One Saturday in April, I attended a rather brilliant one-day conference at Anglia Ruskin University here in Cambridge, on the subject of ‘Ruskin the Educator’. The tone of the gathering can be indicated by the hissing which greeted a mention of the film ‘Effie Gray’: I haven’t seen it, but I thought that Ruskin was completely unfairly portrayed in the otherwise excellent and moving ‘Mr Turner’, so I imagine that the purported rendition of his marriage and its disintegration was probably even more unkind to the poor man.
Anyway, at ARU I was very pleased to meet Sarah Quill, the author of Ruskin’s Venice: The Stones Revisited, and to see a copy of the second edition (since published), which has even more of her wonderful photographs. We meditated on the usefulness of having The Stones of Venice on a Kindle rather than as the three chunky volumes of the Library Edition to be lugged from place to place, but during my visit at the end of the month I had neither, and just had to make the best of it.

The other view from ‘our’ balcony – lacking the characteristic sight of me with a book and a glass of wine
It’s a fairly pointless exercise to consider what Ruskin would or would not enjoy about twenty-first-century Venice, not least because he specialised in self-contradiction: ‘I am never satisfied that I have handled a subject properly till I have contradicted myself at least three times.’ Would he object to the hordes of tourists crowding the streets between the Accademia bridge and San Marco, or would he welcome the social changes that enable such very large numbers of people from all over the world to admire the most beautiful city in the world? Probably, and possibly???
Would he approve of the Biennale (just opened)? I suspect (on the basis of experience over the last few years) that he would not enjoy all of the exhibits, which often cannot summon even the taste, craft and skill necessary to fling a pot of paint in the public’s face. On the other hand, the venues outside the (ludicrously expensive) Biennale gardens enable one to access palazzi and churches which are not always open to the public, and one can ignore the stuff on the walls and floors without too much difficulty.
Ruskin might well have appreciated the well-judged skit currently on view in the windows of some shops in Via Garibaldi: the pretentiousness of much Biennale curatorial comment is well captured…
I would like to think that he would have appreciated the craft of the Finnish designers whose works are on display in the glass museum on S. Giorgio Maggiore.
I know (though I can’t locate the reference) that he loathed – absolutely understandably – the appalling replacement mosaics on the lunettes of St Mark’s.

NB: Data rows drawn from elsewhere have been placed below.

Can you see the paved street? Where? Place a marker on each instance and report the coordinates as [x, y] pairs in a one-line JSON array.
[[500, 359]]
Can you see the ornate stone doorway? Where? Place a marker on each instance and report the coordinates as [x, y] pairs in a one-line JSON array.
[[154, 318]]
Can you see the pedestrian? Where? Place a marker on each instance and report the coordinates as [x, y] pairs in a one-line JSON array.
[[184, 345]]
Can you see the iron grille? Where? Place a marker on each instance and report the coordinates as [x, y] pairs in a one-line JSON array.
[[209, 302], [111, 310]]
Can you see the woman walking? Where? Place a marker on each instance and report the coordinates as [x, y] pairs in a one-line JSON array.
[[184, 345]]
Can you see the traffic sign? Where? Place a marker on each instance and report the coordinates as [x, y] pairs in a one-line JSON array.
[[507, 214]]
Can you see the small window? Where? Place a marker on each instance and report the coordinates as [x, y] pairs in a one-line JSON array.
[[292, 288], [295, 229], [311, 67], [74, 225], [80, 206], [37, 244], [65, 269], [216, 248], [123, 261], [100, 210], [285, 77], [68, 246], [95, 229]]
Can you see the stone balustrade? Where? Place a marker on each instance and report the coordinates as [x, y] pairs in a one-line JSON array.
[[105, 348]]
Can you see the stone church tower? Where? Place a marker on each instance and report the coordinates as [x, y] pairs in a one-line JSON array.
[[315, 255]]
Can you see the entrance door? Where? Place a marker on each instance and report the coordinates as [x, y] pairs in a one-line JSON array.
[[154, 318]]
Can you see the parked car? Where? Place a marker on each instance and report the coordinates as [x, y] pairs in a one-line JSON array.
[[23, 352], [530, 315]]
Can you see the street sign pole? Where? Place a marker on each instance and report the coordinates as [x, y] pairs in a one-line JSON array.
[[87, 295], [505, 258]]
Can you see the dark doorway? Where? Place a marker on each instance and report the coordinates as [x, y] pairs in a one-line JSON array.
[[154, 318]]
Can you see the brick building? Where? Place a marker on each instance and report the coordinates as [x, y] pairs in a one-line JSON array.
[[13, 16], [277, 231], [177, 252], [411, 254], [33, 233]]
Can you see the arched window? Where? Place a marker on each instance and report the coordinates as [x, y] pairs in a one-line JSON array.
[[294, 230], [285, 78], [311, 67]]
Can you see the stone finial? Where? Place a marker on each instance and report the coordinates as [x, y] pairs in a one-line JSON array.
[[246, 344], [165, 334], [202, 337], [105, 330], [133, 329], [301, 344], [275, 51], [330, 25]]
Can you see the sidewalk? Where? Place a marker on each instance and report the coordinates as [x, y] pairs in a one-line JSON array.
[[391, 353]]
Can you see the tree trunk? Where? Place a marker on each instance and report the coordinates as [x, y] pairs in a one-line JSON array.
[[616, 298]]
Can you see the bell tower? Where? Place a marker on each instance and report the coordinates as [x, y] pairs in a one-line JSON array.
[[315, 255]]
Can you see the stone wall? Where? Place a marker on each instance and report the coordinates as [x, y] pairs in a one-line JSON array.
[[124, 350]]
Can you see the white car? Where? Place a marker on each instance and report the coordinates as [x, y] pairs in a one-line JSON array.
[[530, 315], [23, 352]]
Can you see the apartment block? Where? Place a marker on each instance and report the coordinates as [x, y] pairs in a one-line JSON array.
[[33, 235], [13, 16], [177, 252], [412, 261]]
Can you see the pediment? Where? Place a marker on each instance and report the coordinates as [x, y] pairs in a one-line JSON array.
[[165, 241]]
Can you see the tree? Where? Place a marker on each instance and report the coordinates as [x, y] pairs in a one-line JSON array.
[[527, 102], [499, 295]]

However, I hope he would have approved of the restoration of Ca’ d’Oro, in spite of his view that ‘It is impossible, as impossible as to raise the dead, to restore anything that has ever been great or beautiful in architecture.’ The industrialist Baron Giorgio Franchetti’s design for the floor of the courtyard was derived from the floors of the duomo at Torcello and Ss Maria e Donato at Murano, and he did lay much of it with his own hands, thus answering Ruskin: ‘I believe the right question to ask, respecting all ornament, is simply this; was it done with enjoyment, was the carver happy while he was about it?’
And, also on restoration, what would he have thought about the decaying bricks of Venice: leave them to crumble further?
He would have enjoyed the small flowers everywhere, and probably sketched some of them.
And it is safe to say that he would have rejoiced in the wonderful detail of the Carpaccios in the Accademia:
But what would he have thought of the current project to clean and restore the St Ursula sequence?